I am sure HK have 2 records which is quite meaningful and general enough.

1. Highest residentials on average
- Residential estates built in the past few years are all over 50 storeys. Together with the already high-rise residentials in different decades. I don't have a formal statistics but the fact HK people living at the highest level from the ground should be no question.

2. Highest population density
- I knew a statistics recognised worldwide more than 10 years ago said Shampshuipo District of HK was the most densely populated area in the world. It's more than 150,000 people per sq.km(I forgot the exact figure). The figure should have even up more in the past 10 years.


----------



## DarkFenX (Jan 8, 2005)

Boston
1. Widest Cable-stayed bridge in the world at 187ft wide.
2. Oldest running subway system in the US.
3. Oldest ship still "afloat". (HMS Victory does not count because it has been drydocked.)
4. Oldest running MLB park in the US/Canada.
5. First college built in the US. Also the oldest.
6. First school built in the US. Also the oldest.

Yup Boston is old.


----------



## gruber (Jun 11, 2004)

Milano

the only city to have 2 teams that won the European Champions Cup.

largest Albanian community outside Albania.

most polluted city of the world in the 70's (...sic...).

most expansive city of Euro Zone in 2005. (...sic....)

Pirelli Tower, world highest concrete skyscrapers for 40 years.

Galleria Vittorio Emanuele II°, the first Mall of everytime.

World Biggest Fair.

World oldest race-track in F1 (Autodromo di Monza)

European biggest urban public park. (Parco di Monza)

highest number of Top Models living in a city (...that's good)

European highest number of Motor Company settled in a city (Alfa Romeo, Innocenti, Autobianchi, Isotta Fraschini)

World highest number of football fans that went away to see a football match (Milan-Steaua Bucarest, 1989, 85.000 fans from Milano to Barcelona for the Final of C1)

2° city of the world after New York to have a propre Electric Power Company.
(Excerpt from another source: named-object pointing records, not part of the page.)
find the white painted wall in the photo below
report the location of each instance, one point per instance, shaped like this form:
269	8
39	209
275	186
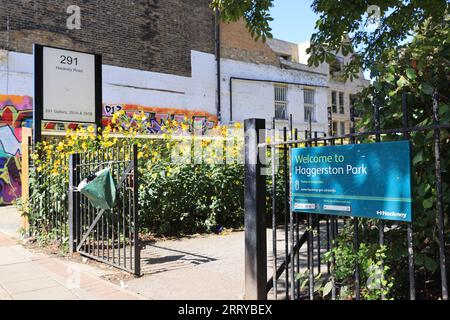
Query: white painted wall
198	92
256	99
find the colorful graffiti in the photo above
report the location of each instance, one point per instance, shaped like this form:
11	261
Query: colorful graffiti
15	113
200	122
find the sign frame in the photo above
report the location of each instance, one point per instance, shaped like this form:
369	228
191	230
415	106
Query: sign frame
38	101
339	183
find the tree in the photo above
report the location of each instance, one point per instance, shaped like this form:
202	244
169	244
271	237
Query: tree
344	26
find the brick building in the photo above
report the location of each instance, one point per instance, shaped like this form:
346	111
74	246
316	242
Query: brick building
159	57
151	35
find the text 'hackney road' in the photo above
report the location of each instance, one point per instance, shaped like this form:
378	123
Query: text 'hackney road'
363	180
2° city of Europe for Highrise buildings

Capital of the Roman Empire for two centuries

Capital city of the Renaissance for 150 years
most bombed and destroyed city of Europe during the II° W.W., apart German cities.

world most important and famous Theatre (La Scala)
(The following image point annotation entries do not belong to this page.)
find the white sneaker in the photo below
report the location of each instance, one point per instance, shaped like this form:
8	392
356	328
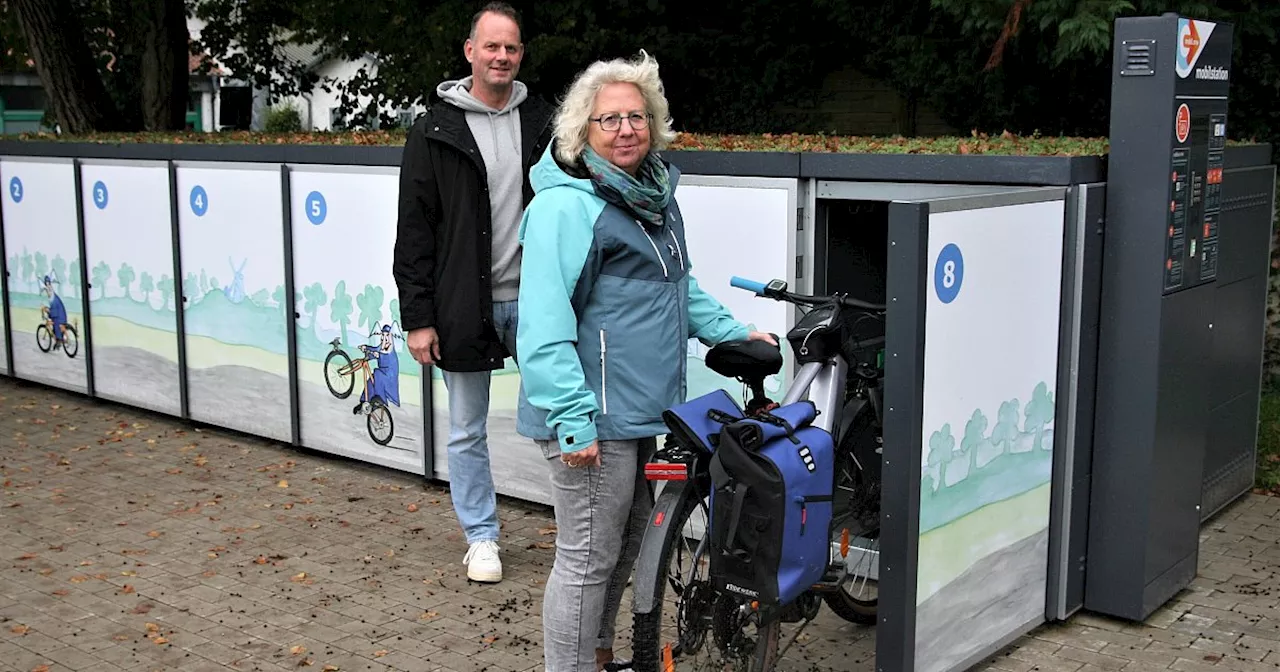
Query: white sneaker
483	563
2° world biggest cathedral after San Pietro in Roma.

Location of some of the most important cycling race: Milano-S.Remo, Milano-Torino, Giro di Lombardia, Giro d'Italia, hundreds of 6-Days races, 3 world record of km/h. and one of the most famous Velodromo of the world, the Vigorelli.


----------



## Estboy (Jan 18, 2004)

Tallinn,Estonia:
--former highest building in the world:St Olaf's Church 159m(now 123,7m)

--largest community of Estonians in the world

--the oldest still working apothecary in the world:Rae Apteek

--the biggest singing choir in the world(in every five years a singing festival takes place in Tallinn with 20 000 singers and about 100 000 spectators;the record is 300 000 spectators and that's about 30% of Estonian population)
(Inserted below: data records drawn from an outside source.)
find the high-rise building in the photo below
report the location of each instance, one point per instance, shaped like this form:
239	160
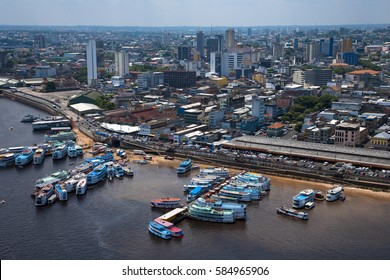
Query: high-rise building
121	63
258	108
184	52
39	41
212	46
230	39
221	45
346	45
295	43
200	43
331	43
91	62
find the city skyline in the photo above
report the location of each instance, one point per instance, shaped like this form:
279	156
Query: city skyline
200	13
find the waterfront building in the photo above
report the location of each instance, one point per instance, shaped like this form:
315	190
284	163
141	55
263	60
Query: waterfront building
230	40
200	43
121	63
91	62
184	52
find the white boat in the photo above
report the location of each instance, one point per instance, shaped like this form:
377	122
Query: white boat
39	156
71	183
43	195
292	212
81	187
303	197
334	193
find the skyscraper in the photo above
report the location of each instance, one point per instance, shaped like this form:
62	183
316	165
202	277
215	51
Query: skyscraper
200	43
346	45
91	62
211	46
121	63
230	38
39	41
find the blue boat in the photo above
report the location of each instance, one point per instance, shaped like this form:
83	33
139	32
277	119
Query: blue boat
159	230
184	166
303	197
72	151
97	174
119	172
7	159
61	192
25	157
60	152
195	193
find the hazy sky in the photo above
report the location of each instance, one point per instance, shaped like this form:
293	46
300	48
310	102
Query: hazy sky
193	12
--the most beautiful and well preserved medieval town walls and defence towers...

--the longest human chain started from Tallinn

--tallest Lego tower in the world-24,91m

--oldest capital in northern Europe

also worth mentioning...
we have:
--Fat Margaretha defence tower-a circle tower with 155 loopholes;diam. 25m and height 20m

--two churches over 100m


----------



## unfrequented (May 8, 2005)

London will gain a few more records when Wembley Stadium is completed early next year










With 90,000 seats the new Wembley will be the largest football stadium in the world with every seat under cover.

With a span of 315 Metres, the arch will be the longest single span roof structure in the world

There will be 2,618 toilets :rock: - which WNSL estimate is more than any other stadium in the world.


----------



## gruber (Jun 11, 2004)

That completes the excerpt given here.